The major findings of this study are (1) the confirmation of earlier work that suggested that the Val/Met SNP in the human COMT gene is a critical genetic factor in determining variation in COMT enzyme activity and (2) the demonstration that this effect is germane to human DLPFC at normal physiological temperature. COMT activity assayed using standard laboratory methods in postmortem DLPFC is ∼40% higher in human subjects with the COMT-Val allele than in those with the COMT-Met allele. Similar results were confirmed in lymphocytes by use of the same assay, which indicates that the findings in postmortem tissue are not artifacts of potential differences in postmortem protein stability related to genotype. Our data represent the first demonstration that there is a significant difference in COMT enzyme activity in the human brain and, specifically, that there is a significant difference between the Val and Met genotypes in the DLPFC. Our results also demonstrate that MB-COMT-Val appears to show higher stability than MB-COMT-Met at 37°C. Analyses of the human Val and Met sites and the mouse Leu site reveal a pattern of progressively lower COMT enzyme activity in the course of these evolutionary changes.
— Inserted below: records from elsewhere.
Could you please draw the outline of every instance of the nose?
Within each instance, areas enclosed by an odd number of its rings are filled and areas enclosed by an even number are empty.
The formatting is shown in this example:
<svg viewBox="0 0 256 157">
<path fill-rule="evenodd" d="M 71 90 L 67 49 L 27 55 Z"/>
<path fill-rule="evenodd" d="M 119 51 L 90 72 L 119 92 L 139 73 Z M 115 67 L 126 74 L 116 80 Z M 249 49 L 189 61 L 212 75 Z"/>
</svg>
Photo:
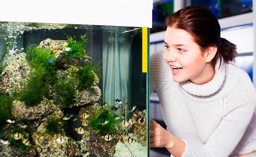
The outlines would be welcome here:
<svg viewBox="0 0 256 157">
<path fill-rule="evenodd" d="M 168 63 L 169 62 L 175 62 L 177 59 L 175 51 L 172 49 L 166 49 L 165 51 L 165 60 Z"/>
</svg>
Although a SNP in intron 1 and another in the 3′ flanking region have been associated with a greater risk for schizophrenia and with differential expression of Val and Met chromosomes in an in vitro assay, these SNPs—alone or in combination—showed no significant effects on COMT mRNA expression levels, protein immunoreactivity, or enzyme activity in DLPFC or on enzyme activity in lymphocytes. Thus, although we cannot rule out a more complex genetic basis for functional effects of COMT, we doubt that the evidence based on differential expression assays (Bray et al. 2003) translates into functional changes in COMT protein expression or enzyme activity in tissue.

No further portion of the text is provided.